A Gift of Mistletoe is a short story published as part of the Dreamspinner Press holiday anthology.  It follows Harry Rapshire as he returns home from school for the Christmas holiday. Harry is looking forward to seeing his family, and most especially his former tutor Theodore Dorry.  Harry has feelings for the man, but isn’t sure how exactly to tell him. As Harry awaits the train, he jots down some notes about what he wants to say.  Notes that accidentally make it into Theodore’s hands. But luckily it looks like his feelings might just be returned.

I thought this was sweet story and a nice little holiday nibble.  Although it covers a short period of time, I felt we get enough backstory to accept the men coming together so quickly. We know Theodore has been with the family four years so the men have had time to establish their bond, even if they are just admitting it now that Harry is home from school.  So it felt natural to have things jump in to sharing strong feelings for one another and planning their future even though things happen quickly when Harry comes home.
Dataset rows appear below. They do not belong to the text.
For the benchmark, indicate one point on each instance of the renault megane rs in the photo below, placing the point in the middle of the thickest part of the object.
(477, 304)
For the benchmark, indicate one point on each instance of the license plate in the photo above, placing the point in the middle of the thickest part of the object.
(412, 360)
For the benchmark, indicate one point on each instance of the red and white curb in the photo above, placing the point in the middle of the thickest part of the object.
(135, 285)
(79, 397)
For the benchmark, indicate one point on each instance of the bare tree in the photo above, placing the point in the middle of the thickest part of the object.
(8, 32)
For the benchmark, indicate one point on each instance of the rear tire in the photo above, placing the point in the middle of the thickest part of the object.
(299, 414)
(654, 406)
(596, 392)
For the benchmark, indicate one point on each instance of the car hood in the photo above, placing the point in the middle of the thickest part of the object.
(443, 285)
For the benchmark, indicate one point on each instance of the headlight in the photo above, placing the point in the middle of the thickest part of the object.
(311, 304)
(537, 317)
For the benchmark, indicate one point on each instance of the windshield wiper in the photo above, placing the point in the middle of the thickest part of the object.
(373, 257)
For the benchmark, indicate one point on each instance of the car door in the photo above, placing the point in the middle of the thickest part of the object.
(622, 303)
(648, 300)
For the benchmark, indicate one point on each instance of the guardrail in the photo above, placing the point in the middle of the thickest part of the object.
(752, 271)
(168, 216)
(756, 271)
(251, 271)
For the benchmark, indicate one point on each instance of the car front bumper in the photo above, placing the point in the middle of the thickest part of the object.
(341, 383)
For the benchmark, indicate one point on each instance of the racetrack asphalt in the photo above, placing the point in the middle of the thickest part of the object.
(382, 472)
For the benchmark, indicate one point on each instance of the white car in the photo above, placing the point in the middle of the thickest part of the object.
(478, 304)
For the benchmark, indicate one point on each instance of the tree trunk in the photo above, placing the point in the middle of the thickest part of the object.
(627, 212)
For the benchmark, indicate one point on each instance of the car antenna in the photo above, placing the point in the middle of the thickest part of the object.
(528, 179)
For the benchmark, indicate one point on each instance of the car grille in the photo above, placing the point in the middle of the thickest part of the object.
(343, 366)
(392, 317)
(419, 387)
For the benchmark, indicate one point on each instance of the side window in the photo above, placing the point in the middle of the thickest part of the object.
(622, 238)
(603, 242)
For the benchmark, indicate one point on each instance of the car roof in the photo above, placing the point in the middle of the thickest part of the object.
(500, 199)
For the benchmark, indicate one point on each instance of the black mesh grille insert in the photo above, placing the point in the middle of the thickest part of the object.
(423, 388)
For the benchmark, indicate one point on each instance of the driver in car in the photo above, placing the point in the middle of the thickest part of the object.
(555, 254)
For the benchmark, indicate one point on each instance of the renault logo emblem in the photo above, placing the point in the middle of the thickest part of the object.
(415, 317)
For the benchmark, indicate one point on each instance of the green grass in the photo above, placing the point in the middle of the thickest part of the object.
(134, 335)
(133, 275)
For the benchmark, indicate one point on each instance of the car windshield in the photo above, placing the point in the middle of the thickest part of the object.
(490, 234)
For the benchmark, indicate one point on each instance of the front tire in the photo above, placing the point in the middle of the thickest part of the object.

I liked the way the men discuss the relationship and how they can make it work for them. Theodore is wary of starting something with Harry because he knows how difficult it would be for two men and is worried about the risks that Harry especially faces with his family. However, both men decide it is worth the risk and they care too much for each other not to at least try.I also thought the book had some some holiday imagery. The scenes of the sleigh rides and cutting down their own tree helped evoke that spirit of the holiday.

I had few issues with the story though. Although it seems like Theodore has had some experience with men, it is unclear if this is the first relationship (or encounter) for Harry. We learn Harry is an avid reader of Oscar Wilde so he has had some exposure to the idea of gay men, but I was a bit surprised at how quickly he jumped into kissing Theodore, laying in bed with him, etc, especially around their house where they could be so easily caught by the family or the other servant.  I guess I am just used to this issue being more serious in historicals and here the men seemed to take things relatively casually.  Then again, this is a sweet little holiday story so perhaps it is more fitting here to take things a bit lightly.

One other thing that caught me up a bit is the present tense story telling. Personally I find past tense easier to read and there were a few times it interrupted the flow for me.  I guess present tense feels a bit choppy to me sometimes, maybe because each thing is described as it happens.  So there were a few places were I felt a bit pulled out of the flow of the story, especially in places where there is a lot of action to describe.

Overall I thought this was a nice, sweet holiday story.

Cover Review: I think this cover is super cute. I love the Christmas undies!  This is the cover for the anthology, not this particular story (no blue briefs in historicals, lol).  But really well done.